EUGENE, Ore. — May 21, 2013 — The University of Oregon is a Grand Challenges Explorations winner, an initiative funded by the Bill & Melinda Gates Foundation. Janis Weeks, a professor in the Department of Biology, Institute of Neuroscience (ION) and African Studies Program, will pursue an innovative global health and development research project, titled “Neurophysiology-based platform for STH drug discovery.”
Grand Challenges Explorations (GCE) funds individuals worldwide to explore ideas that can break the mold in how we solve persistent global health and development challenges. Weeks’ project is one of the Grand Challenges Explorations Round 10 grants announced Tuesday by the Bill & Melinda Gates Foundation.
To receive funding, Weeks and other Grand Challenges Explorations Round 10 winners demonstrated in a two-page online application a bold idea in one of four critical global heath and development topic areas that included agriculture development, neglected tropical diseases and communications. Applications for the next round will be accepted starting September 2013.
The project involves the implementation of a neurophysiology-based technology to accelerate discovery of drugs to eliminate intestinal worm infections, specifically human soil-transmitted helminthic (STH) infections. Two to three billion of the world’s poorest people carry STH infections, yet only four anthelmintics (antiparasitic drugs for worm infections) are approved for human STH treatment.
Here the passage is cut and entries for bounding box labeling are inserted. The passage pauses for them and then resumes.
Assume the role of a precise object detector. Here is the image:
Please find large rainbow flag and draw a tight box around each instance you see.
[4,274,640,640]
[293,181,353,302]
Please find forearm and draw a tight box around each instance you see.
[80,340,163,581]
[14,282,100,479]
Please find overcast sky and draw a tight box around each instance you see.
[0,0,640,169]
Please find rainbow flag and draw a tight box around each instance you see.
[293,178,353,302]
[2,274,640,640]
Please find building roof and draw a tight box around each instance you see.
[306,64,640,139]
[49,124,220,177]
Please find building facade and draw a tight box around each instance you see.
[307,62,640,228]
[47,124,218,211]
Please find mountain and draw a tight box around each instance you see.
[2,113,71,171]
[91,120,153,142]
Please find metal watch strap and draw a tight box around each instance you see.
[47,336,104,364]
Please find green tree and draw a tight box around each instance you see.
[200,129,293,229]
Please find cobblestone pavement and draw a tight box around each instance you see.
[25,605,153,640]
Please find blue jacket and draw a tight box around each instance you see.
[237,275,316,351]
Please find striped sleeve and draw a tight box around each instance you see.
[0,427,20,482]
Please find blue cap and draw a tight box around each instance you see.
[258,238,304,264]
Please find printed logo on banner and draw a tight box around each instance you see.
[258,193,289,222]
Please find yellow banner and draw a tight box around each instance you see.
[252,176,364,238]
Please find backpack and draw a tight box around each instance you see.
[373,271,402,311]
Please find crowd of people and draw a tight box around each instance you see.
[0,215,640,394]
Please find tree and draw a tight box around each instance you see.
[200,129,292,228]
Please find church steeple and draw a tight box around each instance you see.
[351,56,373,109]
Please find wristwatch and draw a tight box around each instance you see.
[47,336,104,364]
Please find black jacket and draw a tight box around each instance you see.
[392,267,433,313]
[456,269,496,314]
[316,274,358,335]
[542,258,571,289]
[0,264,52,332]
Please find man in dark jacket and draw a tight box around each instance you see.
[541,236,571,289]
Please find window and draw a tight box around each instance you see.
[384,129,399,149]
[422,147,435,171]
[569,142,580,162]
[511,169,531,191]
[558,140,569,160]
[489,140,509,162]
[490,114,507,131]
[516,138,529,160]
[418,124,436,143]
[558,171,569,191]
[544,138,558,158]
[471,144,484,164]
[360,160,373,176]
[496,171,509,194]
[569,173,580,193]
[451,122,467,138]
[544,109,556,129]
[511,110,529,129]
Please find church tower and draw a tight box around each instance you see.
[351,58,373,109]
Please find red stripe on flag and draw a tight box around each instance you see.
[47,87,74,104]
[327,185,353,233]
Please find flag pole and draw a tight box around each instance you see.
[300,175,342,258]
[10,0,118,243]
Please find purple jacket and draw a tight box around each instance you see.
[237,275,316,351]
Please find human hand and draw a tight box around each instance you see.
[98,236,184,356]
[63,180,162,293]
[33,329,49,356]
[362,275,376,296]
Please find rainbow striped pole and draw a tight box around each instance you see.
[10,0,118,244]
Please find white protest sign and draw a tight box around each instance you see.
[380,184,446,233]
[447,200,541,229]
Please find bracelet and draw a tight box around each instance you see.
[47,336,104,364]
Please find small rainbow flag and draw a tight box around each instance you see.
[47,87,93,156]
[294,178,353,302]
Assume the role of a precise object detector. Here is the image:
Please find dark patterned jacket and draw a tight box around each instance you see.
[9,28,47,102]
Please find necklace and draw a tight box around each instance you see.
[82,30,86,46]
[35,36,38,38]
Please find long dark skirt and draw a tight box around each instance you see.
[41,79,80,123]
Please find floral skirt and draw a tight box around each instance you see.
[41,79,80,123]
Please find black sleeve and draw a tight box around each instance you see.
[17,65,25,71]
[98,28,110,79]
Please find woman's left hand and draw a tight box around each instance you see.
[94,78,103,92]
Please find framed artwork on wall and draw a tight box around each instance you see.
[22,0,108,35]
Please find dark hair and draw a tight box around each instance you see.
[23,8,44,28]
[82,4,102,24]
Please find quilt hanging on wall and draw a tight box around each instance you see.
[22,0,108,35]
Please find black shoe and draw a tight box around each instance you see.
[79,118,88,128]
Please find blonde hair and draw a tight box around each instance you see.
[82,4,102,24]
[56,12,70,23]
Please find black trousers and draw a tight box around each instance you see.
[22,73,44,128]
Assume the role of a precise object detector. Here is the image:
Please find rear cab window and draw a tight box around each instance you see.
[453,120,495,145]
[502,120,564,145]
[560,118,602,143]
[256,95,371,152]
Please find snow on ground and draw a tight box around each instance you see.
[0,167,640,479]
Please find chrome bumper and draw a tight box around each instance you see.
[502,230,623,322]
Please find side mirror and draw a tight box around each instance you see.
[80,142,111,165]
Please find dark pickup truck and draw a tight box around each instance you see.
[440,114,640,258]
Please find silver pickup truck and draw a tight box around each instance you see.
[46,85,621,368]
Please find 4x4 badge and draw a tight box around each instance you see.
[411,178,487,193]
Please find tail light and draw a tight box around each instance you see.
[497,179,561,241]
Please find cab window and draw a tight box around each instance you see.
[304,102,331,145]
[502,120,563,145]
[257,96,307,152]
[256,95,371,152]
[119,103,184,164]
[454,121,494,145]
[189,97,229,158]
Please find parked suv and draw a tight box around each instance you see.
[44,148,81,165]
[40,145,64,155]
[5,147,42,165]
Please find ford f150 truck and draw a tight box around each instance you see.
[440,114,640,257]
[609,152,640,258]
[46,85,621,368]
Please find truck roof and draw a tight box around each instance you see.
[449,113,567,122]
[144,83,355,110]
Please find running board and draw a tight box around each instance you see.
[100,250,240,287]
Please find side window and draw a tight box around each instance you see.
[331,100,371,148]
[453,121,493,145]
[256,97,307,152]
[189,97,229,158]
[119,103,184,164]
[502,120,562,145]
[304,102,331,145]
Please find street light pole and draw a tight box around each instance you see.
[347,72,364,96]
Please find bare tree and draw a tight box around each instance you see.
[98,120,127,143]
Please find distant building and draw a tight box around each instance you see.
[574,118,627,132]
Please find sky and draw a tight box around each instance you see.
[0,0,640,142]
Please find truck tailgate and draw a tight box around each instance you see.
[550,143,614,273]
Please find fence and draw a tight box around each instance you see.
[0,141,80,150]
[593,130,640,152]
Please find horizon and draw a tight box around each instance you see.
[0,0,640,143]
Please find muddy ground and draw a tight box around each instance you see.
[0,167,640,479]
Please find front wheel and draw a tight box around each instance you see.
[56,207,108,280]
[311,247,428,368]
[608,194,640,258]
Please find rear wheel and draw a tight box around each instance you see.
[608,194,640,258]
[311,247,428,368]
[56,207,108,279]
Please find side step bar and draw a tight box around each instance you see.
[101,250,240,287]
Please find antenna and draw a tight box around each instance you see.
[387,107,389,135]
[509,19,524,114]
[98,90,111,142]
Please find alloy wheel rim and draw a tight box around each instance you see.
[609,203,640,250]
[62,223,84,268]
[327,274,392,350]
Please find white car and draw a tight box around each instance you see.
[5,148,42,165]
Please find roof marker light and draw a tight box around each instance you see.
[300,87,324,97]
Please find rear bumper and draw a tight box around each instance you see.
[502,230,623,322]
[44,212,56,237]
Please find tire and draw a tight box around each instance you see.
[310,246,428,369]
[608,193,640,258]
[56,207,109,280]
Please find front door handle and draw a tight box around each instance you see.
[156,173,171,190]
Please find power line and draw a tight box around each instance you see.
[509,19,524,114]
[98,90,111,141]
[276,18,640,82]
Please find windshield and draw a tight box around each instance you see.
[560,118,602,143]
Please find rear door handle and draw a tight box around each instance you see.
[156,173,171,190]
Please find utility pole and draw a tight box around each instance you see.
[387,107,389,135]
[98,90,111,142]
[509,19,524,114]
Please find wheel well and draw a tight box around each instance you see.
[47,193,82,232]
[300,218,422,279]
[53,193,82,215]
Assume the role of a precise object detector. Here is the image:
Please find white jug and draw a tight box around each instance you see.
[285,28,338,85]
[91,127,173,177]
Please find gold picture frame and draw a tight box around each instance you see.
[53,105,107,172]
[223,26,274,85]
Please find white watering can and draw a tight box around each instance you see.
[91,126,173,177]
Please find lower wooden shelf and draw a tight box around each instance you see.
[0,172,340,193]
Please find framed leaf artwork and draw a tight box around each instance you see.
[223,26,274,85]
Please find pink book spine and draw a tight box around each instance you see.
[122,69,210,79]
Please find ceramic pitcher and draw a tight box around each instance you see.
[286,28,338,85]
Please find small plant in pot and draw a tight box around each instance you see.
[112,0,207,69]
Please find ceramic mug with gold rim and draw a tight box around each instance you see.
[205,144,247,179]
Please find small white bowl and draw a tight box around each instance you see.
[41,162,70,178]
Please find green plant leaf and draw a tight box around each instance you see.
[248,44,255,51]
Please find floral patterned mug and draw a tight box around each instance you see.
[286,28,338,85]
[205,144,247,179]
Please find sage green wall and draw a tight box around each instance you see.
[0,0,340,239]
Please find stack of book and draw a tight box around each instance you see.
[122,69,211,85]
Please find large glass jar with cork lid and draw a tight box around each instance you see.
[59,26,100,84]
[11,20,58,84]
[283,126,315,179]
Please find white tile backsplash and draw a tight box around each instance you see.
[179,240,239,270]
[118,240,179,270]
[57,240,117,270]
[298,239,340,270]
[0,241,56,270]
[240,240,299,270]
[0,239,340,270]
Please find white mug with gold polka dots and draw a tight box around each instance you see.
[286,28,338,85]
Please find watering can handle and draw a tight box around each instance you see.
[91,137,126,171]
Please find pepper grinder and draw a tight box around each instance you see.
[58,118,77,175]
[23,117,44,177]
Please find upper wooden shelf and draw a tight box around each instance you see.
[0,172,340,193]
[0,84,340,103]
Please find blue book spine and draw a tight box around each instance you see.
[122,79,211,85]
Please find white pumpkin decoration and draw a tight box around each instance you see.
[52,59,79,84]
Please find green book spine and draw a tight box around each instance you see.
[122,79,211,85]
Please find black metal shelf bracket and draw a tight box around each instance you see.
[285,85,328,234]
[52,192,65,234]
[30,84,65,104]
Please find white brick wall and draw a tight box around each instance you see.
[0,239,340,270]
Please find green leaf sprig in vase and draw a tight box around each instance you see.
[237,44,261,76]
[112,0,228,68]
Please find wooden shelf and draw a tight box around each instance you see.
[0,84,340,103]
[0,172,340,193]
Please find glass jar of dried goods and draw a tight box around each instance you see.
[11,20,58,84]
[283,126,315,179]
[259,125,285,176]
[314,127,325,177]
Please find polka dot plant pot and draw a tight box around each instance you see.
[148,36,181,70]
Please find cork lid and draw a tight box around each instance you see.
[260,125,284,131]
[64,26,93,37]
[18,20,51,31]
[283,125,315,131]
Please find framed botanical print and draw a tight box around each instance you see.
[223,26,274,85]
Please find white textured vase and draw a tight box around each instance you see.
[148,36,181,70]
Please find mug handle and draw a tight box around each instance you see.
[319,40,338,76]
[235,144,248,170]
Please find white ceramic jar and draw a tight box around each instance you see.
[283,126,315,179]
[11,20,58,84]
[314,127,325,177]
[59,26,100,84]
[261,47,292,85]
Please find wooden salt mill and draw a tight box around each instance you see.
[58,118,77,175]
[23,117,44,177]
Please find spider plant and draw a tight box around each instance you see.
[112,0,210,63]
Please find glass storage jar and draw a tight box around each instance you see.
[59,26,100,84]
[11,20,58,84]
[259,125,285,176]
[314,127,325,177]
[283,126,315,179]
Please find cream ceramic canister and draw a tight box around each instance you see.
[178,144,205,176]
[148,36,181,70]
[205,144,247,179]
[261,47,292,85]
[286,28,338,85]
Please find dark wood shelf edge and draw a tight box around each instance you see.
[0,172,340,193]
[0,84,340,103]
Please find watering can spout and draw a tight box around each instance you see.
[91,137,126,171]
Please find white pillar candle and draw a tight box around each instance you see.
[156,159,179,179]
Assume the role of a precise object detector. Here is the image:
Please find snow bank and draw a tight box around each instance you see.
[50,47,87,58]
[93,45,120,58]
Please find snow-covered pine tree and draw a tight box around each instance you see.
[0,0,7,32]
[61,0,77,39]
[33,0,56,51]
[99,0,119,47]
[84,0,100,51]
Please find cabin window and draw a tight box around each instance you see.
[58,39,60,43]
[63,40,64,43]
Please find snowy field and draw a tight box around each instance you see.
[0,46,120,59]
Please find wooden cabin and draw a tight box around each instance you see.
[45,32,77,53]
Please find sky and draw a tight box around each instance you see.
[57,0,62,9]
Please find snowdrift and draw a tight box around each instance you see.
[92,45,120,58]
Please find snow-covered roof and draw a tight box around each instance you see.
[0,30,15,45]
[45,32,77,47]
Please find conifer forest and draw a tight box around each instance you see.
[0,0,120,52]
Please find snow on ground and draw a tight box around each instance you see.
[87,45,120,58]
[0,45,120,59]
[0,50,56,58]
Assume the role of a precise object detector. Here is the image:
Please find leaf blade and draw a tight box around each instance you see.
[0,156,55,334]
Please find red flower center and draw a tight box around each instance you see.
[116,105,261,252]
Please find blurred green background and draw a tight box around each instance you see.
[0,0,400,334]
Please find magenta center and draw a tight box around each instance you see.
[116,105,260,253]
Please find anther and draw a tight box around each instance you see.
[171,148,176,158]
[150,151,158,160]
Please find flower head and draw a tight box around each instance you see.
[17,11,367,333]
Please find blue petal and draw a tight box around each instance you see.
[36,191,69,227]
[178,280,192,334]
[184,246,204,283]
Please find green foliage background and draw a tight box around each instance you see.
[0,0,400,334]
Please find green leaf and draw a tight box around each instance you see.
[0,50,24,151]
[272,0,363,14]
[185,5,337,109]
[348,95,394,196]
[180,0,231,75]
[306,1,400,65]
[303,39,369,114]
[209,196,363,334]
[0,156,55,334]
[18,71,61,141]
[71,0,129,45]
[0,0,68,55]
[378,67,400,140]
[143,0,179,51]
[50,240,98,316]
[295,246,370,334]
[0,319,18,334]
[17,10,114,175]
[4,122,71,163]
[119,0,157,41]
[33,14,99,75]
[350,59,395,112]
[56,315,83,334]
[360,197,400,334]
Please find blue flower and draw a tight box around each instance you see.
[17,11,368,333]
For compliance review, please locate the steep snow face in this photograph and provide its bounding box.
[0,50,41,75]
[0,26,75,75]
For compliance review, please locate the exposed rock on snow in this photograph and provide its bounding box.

STH infection occurs when eggs in fecally contaminated soil are ingested or immature worms penetrate the skin. After completing development, adult worms reside and feed in the intestines, causing chronic ill health, especially in children, hindering physical, cognitive and economic development. Currently, the anthelmintics being used have serious shortcomings and the pipeline for new anthelmintic drugs for STH infections is inadequate.
Weeks — an expert in insect neurophysiology with experience teaching at African universities, as well as field experience in African communities struggling with health challenges — says the technology her team is working on has the potential to make a difference.
The technology, invented by UO biology professor and ION member Shawn Lockery, integrates microfluidics — the precise control of fluids and samples at sub-millimeter scales— with electrophysiology. Using microfluidic devices, or “chips,” that contain nematodes (worms) in individual saline-filled microchannels, the team non-invasively records the activity of neurons and muscles in living worms.
Weeks’ Grand Challenges idea is to apply the technology, for the first time, to parasites responsible for STH infections. The Grand Challenges award will fund the deployment of the microfluidic EPG method as a new tool in the drug development pipeline, with the goal of developing safe, effective and affordable new treatments for debilitating human STH infections.
Weeks’ award is the first grant from the Bill & Melinda Gates Foundation for a UO researcher.
About Grand Challenges Explorations
Grand Challenges Explorations is a US$100 million initiative funded by the Bill & Melinda Gates Foundation. Launched in 2008, over 800 people in more than 50 countries have received Grand Challenges Explorations grants. The grant program is open to anyone from any discipline and from any organization. The initiative uses an agile, accelerated grant-making process with short two-page online applications and no preliminary data required. Initial grants of US$100,000 are awarded two times a year. Successful projects have the opportunity to receive a follow-on grant of up to US$1 million.
About the University of Oregon
The University of Oregon is among the 108 institutions chosen from 4,633 U.S. universities for top-tier designation of "Very High Research Activity" in the 2010 Carnegie Classification of Institutions of Higher Education. The UO also is one of two Pacific Northwest members of the Association of American Universities.